La riforma della Chiesa
Tempo di lettura: 3 minutiSull’Osservatore romano del 31 ottobre, Jean-Marie Guénois, intervenuto a un convegno organizzato dai giornali La Vie e Prier, ha delineato un’analisi del Pontificato di papa Francesco, in particolare soffermandosi sulla “riforma” che è chiamato a realizzare. E ha spiegato che nell’ultimo conclave i cardinali hanno chiesto al nuovo papa una cosa «semplice»: «rimettere ordine nel governo centrale della Chiesa cattolica, la curia romana, ripartire alla conquista dei territori perduti della Chiesa cattolica, quei deserti d’indifferenza sovrappopolati ma totalmente gelati per la proposta cristiana […]. Tale “richiesta” passata al futuro Papa è grande ma allo stesso tempo piccola. Non è in ogni caso “rivoluzionaria”».
Un papa, quindi, non un rivoluzionario, secondo Guénois, che afferma: «I cristiani di sinistra o progressisti, dovrebbero meditare sulle radici o fonti spirituali classiche e marcate a cui questo papa si abbevera ogni mattina per trarre la forza per la giornata. Egli ha imposto san Giuseppe nel canone della messa, venera la Vergine Maria, a lei ha consacrato il mondo, e punta il dito senza complessi contro il “diavolo e le sue opere” per indicare meglio la rotta, drastica, e la scelta da fare, quella di Cristo».
E conclude: «Dunque dov’è questa riforma, una volta esplicitata la parte del mito e dell’illusione del clima attuale?
In Benedetto XVI prima di tutto. È stato lui il grande riformatore. Sua è stata la grande riforma dell’11 febbraio [le dimissioni da papa ndr.]! È inutile ritornare sui dettagli, sulla sua motivazione, sulla sua portata. È e resterà un atto storico per la Chiesa del XXI secolo, come lo sono stati i concili dell’età contemporanea. Secondo elemento: la massima di Francesco, “la prima delle riforme è quella di se stessi”, è il cuore, la pila atomica di tutto il suo programma.
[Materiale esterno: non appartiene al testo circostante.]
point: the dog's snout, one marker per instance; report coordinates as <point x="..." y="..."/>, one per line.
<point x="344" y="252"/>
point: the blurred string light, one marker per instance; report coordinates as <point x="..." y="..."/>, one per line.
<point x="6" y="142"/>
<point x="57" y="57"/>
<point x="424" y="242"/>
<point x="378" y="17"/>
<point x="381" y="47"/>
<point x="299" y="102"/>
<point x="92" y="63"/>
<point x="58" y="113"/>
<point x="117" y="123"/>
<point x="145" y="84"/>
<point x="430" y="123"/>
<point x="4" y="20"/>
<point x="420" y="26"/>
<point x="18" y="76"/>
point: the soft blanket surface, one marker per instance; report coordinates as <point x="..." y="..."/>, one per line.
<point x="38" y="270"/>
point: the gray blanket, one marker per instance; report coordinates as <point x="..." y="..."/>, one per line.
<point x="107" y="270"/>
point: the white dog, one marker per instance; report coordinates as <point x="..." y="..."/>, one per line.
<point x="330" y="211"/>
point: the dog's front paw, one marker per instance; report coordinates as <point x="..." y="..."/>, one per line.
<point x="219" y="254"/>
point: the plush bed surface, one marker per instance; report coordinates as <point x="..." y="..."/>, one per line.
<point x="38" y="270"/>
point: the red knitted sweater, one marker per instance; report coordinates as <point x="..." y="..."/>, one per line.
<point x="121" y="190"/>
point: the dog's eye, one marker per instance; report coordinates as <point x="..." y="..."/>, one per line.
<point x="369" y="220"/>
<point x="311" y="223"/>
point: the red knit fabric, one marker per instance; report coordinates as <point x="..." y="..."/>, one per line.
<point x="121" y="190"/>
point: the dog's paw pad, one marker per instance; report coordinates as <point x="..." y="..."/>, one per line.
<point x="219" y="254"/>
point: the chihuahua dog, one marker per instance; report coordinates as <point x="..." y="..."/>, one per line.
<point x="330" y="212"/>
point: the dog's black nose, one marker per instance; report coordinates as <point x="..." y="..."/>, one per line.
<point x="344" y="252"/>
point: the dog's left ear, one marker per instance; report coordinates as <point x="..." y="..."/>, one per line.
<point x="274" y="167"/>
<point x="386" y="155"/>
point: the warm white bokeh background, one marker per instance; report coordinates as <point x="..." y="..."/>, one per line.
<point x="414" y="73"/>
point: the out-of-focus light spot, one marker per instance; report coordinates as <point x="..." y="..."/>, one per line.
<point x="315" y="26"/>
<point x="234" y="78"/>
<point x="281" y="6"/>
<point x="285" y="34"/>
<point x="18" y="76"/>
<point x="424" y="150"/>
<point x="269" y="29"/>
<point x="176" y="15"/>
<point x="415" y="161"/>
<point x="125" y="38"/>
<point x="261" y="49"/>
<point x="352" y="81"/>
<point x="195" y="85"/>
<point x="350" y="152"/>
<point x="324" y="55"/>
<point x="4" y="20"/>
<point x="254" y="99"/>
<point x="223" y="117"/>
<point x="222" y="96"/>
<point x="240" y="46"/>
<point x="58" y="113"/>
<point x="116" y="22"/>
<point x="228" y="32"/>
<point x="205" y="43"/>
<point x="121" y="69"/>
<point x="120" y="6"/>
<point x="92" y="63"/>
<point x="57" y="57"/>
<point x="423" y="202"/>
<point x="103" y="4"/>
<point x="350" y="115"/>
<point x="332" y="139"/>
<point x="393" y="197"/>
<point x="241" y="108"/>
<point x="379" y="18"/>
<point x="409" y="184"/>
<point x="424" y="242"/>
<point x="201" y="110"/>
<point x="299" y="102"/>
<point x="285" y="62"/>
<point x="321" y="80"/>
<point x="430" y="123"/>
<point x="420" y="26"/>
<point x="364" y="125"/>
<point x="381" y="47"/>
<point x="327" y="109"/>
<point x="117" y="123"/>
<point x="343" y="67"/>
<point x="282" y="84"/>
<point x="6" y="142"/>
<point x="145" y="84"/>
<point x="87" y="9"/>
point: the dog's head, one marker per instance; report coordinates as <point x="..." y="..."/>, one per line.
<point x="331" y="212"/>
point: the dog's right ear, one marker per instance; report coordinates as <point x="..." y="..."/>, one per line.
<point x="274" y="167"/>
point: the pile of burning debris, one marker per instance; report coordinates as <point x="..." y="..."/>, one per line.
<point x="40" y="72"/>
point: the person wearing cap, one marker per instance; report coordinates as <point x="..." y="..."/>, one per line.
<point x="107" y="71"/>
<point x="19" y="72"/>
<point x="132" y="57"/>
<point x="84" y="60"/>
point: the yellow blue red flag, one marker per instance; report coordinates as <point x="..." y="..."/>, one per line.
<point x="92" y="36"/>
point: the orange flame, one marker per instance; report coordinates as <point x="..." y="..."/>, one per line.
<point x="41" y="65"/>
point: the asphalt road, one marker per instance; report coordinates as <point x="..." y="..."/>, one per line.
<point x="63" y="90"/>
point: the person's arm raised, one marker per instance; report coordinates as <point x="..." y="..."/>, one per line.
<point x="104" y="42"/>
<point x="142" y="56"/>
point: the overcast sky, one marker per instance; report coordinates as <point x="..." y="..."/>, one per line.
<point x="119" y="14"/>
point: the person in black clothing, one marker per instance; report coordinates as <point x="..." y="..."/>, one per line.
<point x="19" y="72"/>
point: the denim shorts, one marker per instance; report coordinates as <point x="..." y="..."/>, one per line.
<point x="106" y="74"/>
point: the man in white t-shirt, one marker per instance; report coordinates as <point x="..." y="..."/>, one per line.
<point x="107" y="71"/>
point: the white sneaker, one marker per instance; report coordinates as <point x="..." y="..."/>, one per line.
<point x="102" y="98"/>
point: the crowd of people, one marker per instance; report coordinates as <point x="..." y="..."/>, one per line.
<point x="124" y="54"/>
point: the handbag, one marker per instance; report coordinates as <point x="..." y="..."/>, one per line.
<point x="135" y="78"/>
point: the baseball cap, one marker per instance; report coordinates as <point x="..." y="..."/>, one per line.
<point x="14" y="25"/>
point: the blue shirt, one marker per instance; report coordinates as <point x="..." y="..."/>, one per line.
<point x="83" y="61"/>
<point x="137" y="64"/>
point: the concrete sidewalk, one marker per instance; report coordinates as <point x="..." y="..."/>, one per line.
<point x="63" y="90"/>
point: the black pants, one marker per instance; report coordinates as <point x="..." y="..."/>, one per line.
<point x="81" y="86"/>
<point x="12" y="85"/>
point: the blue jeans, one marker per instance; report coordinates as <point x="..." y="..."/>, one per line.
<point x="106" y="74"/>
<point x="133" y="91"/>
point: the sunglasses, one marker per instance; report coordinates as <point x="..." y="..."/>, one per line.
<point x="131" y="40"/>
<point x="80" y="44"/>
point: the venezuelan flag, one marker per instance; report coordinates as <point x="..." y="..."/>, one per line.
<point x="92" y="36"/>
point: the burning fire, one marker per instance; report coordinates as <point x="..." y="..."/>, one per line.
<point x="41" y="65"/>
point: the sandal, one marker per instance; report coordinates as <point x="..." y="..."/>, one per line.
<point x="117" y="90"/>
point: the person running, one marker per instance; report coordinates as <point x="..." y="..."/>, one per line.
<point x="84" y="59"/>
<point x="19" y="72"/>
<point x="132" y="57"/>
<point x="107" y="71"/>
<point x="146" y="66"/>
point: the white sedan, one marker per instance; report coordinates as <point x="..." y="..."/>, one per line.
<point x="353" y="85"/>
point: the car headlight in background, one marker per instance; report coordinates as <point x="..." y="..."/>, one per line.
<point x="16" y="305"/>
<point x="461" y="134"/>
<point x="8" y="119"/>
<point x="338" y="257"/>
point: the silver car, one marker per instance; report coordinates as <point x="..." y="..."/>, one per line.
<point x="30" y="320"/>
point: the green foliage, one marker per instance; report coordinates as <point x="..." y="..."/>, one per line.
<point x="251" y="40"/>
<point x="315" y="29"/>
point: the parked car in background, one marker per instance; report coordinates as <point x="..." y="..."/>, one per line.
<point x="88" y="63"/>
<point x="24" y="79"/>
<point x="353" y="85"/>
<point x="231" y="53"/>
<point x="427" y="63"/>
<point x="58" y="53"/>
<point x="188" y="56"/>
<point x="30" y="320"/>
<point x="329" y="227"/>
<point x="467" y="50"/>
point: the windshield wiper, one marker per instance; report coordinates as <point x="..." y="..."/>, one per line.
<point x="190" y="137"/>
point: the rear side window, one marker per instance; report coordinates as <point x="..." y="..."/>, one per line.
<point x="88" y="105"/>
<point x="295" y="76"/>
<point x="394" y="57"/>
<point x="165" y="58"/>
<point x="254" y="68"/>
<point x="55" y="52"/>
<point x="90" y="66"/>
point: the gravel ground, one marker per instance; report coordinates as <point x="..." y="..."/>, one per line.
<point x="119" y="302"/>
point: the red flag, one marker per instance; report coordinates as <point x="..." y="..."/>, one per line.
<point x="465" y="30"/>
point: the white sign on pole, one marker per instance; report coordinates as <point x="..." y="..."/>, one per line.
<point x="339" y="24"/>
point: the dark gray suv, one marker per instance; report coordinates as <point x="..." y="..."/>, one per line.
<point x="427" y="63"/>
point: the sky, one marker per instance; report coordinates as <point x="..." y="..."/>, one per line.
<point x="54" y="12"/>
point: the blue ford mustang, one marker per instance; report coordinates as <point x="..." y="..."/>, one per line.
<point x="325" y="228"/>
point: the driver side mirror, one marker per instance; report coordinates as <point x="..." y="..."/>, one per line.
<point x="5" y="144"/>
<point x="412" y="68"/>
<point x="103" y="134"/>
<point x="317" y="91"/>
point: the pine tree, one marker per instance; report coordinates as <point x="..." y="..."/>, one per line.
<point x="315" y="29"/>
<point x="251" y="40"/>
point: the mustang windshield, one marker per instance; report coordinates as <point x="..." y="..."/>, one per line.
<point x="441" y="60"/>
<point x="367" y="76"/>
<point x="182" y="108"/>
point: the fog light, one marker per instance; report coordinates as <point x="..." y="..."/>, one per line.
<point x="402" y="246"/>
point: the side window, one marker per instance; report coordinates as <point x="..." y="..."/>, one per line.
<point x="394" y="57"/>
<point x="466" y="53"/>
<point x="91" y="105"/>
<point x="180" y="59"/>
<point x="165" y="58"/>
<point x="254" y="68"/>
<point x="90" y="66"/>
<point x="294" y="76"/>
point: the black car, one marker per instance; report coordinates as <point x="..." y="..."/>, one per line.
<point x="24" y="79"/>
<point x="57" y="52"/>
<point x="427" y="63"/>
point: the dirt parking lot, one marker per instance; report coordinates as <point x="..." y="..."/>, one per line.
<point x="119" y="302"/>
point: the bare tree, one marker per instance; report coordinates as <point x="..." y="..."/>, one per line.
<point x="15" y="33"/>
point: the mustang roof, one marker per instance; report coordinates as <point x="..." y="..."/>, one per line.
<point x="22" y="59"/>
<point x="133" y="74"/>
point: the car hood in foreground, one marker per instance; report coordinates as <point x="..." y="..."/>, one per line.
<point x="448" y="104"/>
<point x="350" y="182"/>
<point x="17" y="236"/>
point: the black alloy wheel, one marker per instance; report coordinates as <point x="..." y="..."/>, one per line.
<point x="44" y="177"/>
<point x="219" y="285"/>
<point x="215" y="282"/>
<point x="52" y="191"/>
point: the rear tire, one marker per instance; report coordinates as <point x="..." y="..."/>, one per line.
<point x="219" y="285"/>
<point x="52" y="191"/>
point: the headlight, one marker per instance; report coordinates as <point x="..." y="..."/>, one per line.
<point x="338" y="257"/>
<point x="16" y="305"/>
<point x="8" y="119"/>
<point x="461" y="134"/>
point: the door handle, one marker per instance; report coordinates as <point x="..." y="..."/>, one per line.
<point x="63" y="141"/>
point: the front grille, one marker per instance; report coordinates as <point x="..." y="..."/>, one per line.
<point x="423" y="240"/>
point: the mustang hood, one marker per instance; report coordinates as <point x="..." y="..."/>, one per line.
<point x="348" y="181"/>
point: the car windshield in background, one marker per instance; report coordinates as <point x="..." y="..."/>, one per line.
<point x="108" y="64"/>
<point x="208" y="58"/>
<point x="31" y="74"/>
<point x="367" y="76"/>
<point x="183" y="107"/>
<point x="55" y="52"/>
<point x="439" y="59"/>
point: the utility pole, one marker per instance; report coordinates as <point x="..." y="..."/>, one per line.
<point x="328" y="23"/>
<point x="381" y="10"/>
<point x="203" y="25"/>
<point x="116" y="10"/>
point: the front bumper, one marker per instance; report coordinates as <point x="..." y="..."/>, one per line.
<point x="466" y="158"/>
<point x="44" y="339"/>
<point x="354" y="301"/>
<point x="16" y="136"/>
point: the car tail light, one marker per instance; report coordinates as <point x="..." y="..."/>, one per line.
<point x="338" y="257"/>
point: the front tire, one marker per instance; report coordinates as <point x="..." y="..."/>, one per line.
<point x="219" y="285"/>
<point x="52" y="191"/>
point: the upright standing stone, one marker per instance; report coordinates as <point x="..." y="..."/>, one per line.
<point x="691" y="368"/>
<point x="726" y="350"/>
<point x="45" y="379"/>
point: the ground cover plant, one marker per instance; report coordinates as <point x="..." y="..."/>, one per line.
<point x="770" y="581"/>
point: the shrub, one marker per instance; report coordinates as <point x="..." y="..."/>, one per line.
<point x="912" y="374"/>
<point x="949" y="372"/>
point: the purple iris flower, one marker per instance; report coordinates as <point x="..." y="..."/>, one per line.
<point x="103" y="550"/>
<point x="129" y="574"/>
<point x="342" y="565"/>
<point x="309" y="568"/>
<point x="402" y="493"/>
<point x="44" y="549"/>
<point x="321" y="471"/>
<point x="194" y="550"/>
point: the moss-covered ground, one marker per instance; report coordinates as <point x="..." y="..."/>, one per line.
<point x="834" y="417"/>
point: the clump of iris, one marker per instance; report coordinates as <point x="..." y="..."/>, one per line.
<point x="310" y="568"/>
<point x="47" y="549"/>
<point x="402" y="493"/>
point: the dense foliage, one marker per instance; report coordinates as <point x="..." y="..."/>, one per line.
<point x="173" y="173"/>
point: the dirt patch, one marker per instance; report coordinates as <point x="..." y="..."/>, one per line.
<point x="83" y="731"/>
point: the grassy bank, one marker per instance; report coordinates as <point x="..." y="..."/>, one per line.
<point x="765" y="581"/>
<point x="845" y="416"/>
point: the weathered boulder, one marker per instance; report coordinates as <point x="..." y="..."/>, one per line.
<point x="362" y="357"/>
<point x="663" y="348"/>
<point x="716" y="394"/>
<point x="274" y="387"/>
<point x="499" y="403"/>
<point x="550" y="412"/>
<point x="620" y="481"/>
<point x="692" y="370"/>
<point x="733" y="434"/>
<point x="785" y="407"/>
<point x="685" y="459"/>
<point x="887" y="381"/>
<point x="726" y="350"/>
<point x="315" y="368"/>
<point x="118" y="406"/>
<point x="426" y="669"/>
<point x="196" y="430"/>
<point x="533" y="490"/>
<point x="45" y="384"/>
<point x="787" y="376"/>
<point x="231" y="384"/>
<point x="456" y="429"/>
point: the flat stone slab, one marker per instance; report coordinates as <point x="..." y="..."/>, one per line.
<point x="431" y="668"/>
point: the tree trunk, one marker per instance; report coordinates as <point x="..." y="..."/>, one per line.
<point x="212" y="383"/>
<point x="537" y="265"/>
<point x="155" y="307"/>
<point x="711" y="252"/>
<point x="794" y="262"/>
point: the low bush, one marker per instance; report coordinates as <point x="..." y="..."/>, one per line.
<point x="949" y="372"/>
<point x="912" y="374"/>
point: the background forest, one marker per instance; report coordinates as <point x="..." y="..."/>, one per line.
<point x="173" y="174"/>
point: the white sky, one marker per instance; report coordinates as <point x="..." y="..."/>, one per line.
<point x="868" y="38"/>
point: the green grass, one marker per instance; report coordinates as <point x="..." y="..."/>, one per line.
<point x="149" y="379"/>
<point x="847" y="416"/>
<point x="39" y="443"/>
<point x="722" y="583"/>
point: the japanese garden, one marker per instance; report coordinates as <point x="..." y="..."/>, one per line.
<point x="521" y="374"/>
Terza osservazione: la vera riforma di questo pontificato avverrà senza dubbio più all’esterno della Chiesa cattolica che all’interno, soprattutto per il fatto di saper toccare i cuori e le menti di vedere ritornare le intelligenze e le anime allontanatesi, indifferenti alla bellezza del cristianesimo, eccezionale patrimonio dell’umanità.
Come Giovanni XXIII, Paolo VI, Giovanni Paolo I, Giovanni Paolo II e Benedetto XVI, Francesco apporterà la sua pietra all’edificio del successore di Pietro, sapendo che lascerà sicuramente alcune belle pietre intarsiate, che modificheranno forse l’equilibrio passato, ma che soprattutto renderanno testimonianza di un atteggiamento e di un messaggio fondamentale, che saranno i suoi veri vettori d’influenza, sull’esempio del carisma unico di ognuno dei suoi predecessori. Dimostrando così che la vera riforma, profonda, duratura, provvidenziale, che un Papa può compiere, si realizza a volte a sua insaputa. Ed è bene che sia così».
Nota a margine. In genere siamo restii a pubblicare analisi sul Pontificato di Francesco. Abbiamo fatto un’eccezione per alcune osservazioni contenute nei brani riportati, tra le quali quell’accenno che vede il papa come un semplice successore di Pietro, al quale mal si adatta l’etichetta di progressista (un po’ come accadeva a Ratzinger, etichettato come conservatore). Schemi del passato, poco interessanti.
Ma al di là di queste considerazioni, appare invero stupendo quell’ultimo cenno. Che sottende la cosa più importante: che le riforme, nella Chiesa, le fa il Signore. Attraverso lo Spirito santo che lavora secondo disegni che, per fortuna, non sono nostri. Così che i tentativi umani, necessari, non possono che avere fondamento nella preghiera e avere termine nella preghiera: che il Signore faccia secondo la Sua volontà. E trovano ausilio e sostegno nelle preghiere dei singoli fedeli che, da ogni dove (anche dal paradiso e del purgatorio, come ha accennato ieri il Papa parlando della comunione dei santi), si affidano, e affidano la Chiesa e il mondo, alla misericordia del Signore.
Così è di conforto, anche in questo senso, l’insistenza di Francesco sulla preghiera. Come è di conforto anche rammentare quella stupenda catechesi di Benedetto XVI che, il 12 settembre del 2012, spiegava come nessuna preghiera è vana.